Operation Rübezahl was the name of 3 German anti-partisan operations in Yugoslavia during World War II. The first operation announced the beginning of a strategic retreat by Nazi German troops from Serbia after the front change of Romania and Bulgaria.

Operation Rübezahl I 
In summer 1944, German soldiers were doing sweeps against communist-led Yugoslav Partisans under the overall command of Josip Broz Tito. But on 30 August, after Romania and Bulgaria split from their Nazi ally, Germany entered into a crisis on the Balkan front. While the forces of the Partisans were moving to unite with the Soviet Red Army in the German-occupied territory of Serbia, German troops tried to avoid defeat in that strategic area by implementing "Operation Rübezahl" to enable the organised retreat of Germans. Among them there were:

 1st Mountain Division
 7th SS Volunteer Mountain Division Prinz Eugen
 13th Waffen Mountain Division of the SS Handschar (1st Croatian)
 21st Waffen Mountain Division of the SS Skanderbeg (1st Albanian)

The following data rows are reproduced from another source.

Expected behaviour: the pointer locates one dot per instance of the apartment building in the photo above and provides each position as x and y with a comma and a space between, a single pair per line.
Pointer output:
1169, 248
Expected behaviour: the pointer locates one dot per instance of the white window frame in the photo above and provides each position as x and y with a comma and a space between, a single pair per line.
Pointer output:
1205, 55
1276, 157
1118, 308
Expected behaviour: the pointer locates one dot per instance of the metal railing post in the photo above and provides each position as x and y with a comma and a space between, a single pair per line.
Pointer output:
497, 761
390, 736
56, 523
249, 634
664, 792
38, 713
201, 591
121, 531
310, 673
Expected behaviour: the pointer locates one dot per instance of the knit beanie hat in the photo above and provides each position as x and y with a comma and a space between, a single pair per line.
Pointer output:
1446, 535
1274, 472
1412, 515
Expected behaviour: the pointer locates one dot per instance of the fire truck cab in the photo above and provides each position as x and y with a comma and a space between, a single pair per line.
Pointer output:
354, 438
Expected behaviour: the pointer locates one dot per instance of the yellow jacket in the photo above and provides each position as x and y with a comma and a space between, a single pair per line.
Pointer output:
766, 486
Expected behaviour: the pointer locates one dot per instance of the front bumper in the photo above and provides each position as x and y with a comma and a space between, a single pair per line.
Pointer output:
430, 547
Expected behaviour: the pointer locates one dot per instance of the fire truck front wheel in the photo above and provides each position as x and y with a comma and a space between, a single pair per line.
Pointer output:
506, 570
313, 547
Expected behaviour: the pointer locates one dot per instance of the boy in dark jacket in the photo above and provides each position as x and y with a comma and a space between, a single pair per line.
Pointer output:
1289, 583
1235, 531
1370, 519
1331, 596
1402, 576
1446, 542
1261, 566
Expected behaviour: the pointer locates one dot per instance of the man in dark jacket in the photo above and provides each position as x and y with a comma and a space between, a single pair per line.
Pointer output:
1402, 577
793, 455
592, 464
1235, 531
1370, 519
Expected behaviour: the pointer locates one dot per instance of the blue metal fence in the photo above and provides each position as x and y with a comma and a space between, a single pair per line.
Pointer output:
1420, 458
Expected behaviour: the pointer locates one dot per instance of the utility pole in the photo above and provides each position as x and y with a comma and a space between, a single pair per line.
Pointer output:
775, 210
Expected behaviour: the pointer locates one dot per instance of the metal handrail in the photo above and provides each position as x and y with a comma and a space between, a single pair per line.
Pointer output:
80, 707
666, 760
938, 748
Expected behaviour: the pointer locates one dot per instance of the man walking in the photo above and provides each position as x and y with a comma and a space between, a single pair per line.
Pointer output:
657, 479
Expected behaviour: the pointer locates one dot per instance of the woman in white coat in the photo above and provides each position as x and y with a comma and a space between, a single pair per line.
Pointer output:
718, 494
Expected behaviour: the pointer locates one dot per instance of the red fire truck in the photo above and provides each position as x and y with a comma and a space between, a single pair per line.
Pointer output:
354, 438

Between 20 and 22 August, German troops surrounded and destroyed a particularly large Partisan unit moving westwards from the Independent State of Croatia to occupied Serbia. Only a few Partisans survived thanks to Allied planes which managed to land on battered airstrips, air-lifting about a thousand injured to hospitals located in Italy.

Operation Rübezahl II 
Operation Rübezahl II was a German offensive in February 1945 against Yugoslav partisans in the Slovene Littoral.

Operation Rübezahl III 
Operation Rübezahl III was a German and Croat offensive in March 1945 against the Yugoslav 30th 'Slovenia' Division, who was threatening the important port city of Trieste.